Build Your Own Shearwater Sport Kayak
A versatile, durable, easy-to-build kayak designed for both the recreational and serious kayaker.
- ERIC Schade —July 14–20
Tuition: $800 (partner: $400)
Note: This is a six-day course ending Saturday afternoon.
Is there a perfect kayak? You can’t have it all in one kayak. For speed, you want a hull that is long and narrow. For comfort, you want broad beam and a big cockpit. For maneuverability and ease of handling, a short kayak is desirable. Artful compromise is the mark of good design, and Eric Schade’s 14′6′ Shearwater Sport is a great combination of kayak virtues.
For paddlers with longer legs (or stiff knees) who want an easy entry and egress, Eric specified a 34″-long cockpit. Standard spray skirts will fit, and the Shearwater Sport is outfitted with all of the features expected in a high-performance kayak: knee braces, hip braces, and a low aft deck for those who might want to roll the boat.
The compact Shearwater Sport gives up nothing in cruising speeds to longer, skinnier traditional kayaks, and it’s still more than fast enough to accelerate onto waves for surfing.
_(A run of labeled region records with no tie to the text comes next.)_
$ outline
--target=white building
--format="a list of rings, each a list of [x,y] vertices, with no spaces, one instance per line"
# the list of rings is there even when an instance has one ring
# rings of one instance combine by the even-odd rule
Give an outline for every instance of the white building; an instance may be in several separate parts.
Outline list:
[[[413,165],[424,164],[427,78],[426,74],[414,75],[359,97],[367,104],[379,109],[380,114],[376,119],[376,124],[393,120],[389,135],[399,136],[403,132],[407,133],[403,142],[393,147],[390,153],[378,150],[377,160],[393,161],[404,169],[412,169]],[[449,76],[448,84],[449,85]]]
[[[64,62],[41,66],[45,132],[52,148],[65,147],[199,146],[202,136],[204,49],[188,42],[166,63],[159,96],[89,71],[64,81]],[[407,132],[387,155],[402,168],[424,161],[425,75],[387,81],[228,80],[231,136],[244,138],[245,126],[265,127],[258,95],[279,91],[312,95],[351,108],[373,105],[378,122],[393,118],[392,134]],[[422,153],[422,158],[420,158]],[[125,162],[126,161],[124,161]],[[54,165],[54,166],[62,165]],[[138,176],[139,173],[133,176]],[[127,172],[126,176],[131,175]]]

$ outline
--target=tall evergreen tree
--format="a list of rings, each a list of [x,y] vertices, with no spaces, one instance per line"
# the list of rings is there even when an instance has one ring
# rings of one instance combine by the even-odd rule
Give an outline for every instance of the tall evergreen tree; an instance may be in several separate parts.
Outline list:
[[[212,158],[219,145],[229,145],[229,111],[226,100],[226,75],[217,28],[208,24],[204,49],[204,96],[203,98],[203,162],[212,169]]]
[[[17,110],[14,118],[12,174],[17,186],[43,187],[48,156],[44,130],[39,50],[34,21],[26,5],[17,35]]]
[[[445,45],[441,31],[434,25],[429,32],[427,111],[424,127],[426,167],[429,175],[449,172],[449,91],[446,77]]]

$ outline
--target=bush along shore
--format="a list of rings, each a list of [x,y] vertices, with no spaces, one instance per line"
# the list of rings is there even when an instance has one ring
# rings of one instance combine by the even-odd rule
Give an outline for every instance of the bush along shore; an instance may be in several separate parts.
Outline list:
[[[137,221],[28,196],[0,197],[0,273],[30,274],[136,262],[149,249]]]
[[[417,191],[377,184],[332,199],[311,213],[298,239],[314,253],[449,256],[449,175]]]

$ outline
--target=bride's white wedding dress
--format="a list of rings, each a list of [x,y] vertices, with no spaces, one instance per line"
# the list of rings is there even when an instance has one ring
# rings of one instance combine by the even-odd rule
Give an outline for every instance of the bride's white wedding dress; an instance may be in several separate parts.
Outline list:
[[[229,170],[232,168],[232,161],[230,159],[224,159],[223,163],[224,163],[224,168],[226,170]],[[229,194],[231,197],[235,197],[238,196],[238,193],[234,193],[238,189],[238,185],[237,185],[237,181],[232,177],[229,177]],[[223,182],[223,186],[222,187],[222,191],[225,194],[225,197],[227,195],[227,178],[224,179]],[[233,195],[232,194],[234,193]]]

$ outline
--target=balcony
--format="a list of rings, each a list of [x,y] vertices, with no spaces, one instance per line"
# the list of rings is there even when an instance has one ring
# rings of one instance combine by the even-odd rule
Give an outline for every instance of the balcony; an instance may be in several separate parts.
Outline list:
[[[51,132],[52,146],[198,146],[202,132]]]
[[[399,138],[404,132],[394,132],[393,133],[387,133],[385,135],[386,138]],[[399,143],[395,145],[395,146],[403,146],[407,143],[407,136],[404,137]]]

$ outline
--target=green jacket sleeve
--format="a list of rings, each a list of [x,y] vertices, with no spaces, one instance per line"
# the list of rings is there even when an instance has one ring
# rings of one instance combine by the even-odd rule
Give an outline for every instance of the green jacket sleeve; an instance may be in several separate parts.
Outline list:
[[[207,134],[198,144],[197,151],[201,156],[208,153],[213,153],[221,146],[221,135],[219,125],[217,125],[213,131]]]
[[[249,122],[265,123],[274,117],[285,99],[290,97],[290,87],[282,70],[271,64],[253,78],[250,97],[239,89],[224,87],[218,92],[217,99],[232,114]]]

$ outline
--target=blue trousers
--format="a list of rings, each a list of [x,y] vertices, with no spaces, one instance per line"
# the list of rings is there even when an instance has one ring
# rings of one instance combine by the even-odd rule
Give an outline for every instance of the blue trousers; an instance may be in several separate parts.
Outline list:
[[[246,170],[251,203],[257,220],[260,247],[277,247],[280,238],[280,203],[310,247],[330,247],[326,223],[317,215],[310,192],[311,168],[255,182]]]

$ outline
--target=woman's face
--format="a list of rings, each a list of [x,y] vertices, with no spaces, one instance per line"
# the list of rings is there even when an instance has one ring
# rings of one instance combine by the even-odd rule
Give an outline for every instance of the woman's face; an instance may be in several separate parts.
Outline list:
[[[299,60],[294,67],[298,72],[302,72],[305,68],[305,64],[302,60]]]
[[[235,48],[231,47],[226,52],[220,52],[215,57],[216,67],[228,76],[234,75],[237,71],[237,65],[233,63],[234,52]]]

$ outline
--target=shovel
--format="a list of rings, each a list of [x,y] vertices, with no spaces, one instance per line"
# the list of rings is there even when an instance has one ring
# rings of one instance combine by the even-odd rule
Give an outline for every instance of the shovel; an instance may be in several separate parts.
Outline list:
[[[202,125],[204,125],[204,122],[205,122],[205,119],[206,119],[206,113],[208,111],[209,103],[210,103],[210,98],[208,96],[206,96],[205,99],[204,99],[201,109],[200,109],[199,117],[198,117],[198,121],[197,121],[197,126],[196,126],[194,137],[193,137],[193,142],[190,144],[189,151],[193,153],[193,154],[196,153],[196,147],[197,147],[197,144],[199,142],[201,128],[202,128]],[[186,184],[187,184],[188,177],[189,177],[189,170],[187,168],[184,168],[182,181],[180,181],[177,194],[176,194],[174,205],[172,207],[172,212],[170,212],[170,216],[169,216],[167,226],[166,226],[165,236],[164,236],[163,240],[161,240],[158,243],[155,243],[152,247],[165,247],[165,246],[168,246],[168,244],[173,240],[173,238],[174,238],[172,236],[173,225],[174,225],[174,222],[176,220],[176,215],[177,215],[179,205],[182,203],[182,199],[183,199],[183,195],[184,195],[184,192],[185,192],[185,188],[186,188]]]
Indeed, many paddlers will build the Shearwater Sport just for surfing.
For less adventurous paddlers, the Shearwater Sport offers the perfect compromise of light weight, sharp West Greenland handling, effortless cruising speed, and an extra-large cockpit for comfort. The shorter length means easier construction, storage, and cartopping. It might just be the “one kayak” that does almost everything well. Watertight bulkheads and flush-mounted deck hatches are standard; so many builders will camp-cruise in the boat.
Built from a Chesapeake Light Craft kit, the Shearwater Sport uses all of the most advanced wood-composite techniques. Stitch-and-glue plywood construction has come a long way! Computer-cut hull panels are cut from marine-grade okoume for the hull and dark red sapele for the deck. The class begins with the assembly of a “puzzle” of pieces into an elegant kayak shape. The structure is carefully and neatly reinforced with epoxy and fiberglass for rugged use on rocky beaches. Eric will help students bring up a smooth finish, ready for varnish, and install flush hatches in the decks. Only light sanding followed by varnishing remains to be done at home.